Os 10 fatores que mais influenciam o valor de uma empresa
Em transações de fusões e aquisições (M&A), o valuation de uma empresa não é determinado pelo seu histórico financeiro isolado, mas pela capacidade prospetiva de gerar caixa, ajustada ao risco percebido pelo investidor. Embora o passado ofereça indicadores de tração e consistência, o preço final reflete expectativas de crescimento, previsibilidade de receitas, qualidade da governança e sustentabilidade competitiva — elementos que permitem ao comprador projetar o retorno do capital investido nos anos seguintes ao fecho da operação.
- Qualidade e previsibilidade das receitas
A natureza da receita é um dos principais direcionadores de valor. Empresas com receitas recorrentes, contratos de longo prazo e baixo churn são valorizadas com múltiplos mais elevados, pois reduzem a incerteza sobre o fluxo de caixa futuro. Pelo contrário, negócios dependentes de vendas pontuais, sazonais ou concentradas em poucos clientes enfrentam descontos significativos, já que a perda de um único contrato pode comprometer a sustentabilidade do modelo. A diversificação da base de clientes e a existência de pipelines comerciais documentados reforçam a perceção de estabilidade e escalabilidade.

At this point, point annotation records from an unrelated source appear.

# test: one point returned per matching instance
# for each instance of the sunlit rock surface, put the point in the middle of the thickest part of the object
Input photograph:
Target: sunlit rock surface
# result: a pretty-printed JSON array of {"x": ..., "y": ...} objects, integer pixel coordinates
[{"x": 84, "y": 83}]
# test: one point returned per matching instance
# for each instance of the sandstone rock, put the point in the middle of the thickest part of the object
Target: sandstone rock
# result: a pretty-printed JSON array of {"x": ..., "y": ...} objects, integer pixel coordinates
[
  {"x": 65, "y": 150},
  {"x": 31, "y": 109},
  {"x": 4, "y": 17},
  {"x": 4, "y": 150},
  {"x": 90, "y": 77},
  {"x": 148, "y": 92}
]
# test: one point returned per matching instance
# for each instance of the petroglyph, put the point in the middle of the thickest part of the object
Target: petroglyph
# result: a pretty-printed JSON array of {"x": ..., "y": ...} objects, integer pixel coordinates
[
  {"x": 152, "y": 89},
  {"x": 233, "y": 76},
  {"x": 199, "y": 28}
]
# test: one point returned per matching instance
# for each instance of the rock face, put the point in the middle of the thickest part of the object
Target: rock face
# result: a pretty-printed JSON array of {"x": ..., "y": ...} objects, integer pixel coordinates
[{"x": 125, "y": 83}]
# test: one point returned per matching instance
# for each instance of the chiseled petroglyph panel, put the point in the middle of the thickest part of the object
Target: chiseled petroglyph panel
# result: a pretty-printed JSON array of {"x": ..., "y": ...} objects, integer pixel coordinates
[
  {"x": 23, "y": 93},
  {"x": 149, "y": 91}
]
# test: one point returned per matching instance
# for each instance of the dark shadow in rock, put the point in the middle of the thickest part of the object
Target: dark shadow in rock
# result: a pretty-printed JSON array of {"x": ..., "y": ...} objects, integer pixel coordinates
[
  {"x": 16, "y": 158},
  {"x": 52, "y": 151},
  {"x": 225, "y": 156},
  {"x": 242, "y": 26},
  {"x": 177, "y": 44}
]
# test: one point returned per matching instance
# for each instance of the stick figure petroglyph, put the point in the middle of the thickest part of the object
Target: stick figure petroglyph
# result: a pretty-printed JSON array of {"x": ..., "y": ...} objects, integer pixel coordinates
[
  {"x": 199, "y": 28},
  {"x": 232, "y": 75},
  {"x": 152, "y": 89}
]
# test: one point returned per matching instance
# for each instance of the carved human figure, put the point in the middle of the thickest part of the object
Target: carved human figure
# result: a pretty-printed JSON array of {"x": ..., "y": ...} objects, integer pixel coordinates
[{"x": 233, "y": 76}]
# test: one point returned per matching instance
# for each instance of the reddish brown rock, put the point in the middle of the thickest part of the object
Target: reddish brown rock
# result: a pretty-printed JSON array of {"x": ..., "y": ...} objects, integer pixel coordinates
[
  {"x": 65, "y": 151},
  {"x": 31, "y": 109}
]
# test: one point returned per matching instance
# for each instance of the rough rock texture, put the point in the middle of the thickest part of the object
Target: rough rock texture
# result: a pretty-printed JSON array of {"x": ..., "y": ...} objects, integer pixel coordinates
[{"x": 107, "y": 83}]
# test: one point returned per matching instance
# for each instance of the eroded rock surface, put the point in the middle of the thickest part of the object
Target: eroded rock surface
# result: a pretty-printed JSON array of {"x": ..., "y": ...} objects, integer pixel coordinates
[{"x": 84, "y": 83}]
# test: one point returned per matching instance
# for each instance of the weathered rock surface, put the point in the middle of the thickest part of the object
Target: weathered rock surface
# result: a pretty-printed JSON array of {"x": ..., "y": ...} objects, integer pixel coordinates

- Margens, EBITDA ajustado e eficiência operacional
A rentabilidade — particularmente a margem EBITDA e a sua trajetória — é um indicador central da saúde financeira e da capacidade de gerar caixa livre. Contudo, o que realmente importa para o investidor é a qualidade do EBITDA ajustado: despesas não recorrentes, remunerações de sócios acima do mercado, custos com partes relacionadas ou informalidades fiscais são normalizados durante a due diligence, podendo reduzir substancialmente a base de cálculo do múltiplo. Empresas com processos operacionais eficientes, tecnologia integrada e custos controlados demonstram maior resiliência em cenários adversos e justificam prémios de valuation.
- Independência do fundador e governança corporativa
Um dos fatores que mais penaliza o valor de uma empresa é a dependência excessiva do fundador para operações comerciais, decisões estratégicas ou relacionamentos-chave com clientes e fornecedores. Negócios que funcionam como extensão do CEO são percebidos como de alto risco, pois a sua continuidade fica comprometida em caso de saída do promotor. Em contrapartida, empresas com equipa de gestão autónoma, processos documentados, comités de liderança estruturados e governança transparente — incluindo demonstrações financeiras auditadas — transmitem maturidade institucional e permitem ao investidor confiar na execução do plano de negócios pós-transação.
Para além destes três pilares estruturais, outros sete fatores completam o conjunto dos 10 elementos que mais influenciam o valuation em M&A:
4. propriedade intelectual e barreiras à entrada;
5. posição competitiva e dinâmica do setor;
6. qualidade e retenção do team chave;
7. nível de endividamento e estrutura de capital;
8. passivos contingentes e riscos legais ou fiscais;
9. potencial de crescimento orgânico e por bolt-on; e
10. adequação estratégica ao perfil do comprador (sinergias operacionais, geográficas ou de produto). Cada um destes vetores pode ampliar ou comprimir o múltiplo aplicado, dependendo da forma como a empresa os gere e comunique.
Em síntese, maximizar o valor numa operação de M&A não significa apenas apresentar bons resultados históricos; significa demonstrar, com evidência, que esses resultados são sustentáveis e que existe uma plataforma credível para crescer, gerar caixa e reduzir risco. Em M&A, não basta demonstrar que a empresa é rentável; é necessário explicar por que razão continuará a sê-lo. Assim, a preparação para uma transação deve, por isso, começar antes de o processo ser lançado: identificar os drivers de valor, robustecer a informação de gestão, reduzir dependências e tornar explícito o potencial futuro permite ao vendedor não apenas defender melhor a avaliação, mas apresentar ao mercado uma tese de investimento clara. Porque, no final, o investidor não compra o passado — compra a probabilidade de um futuro melhor.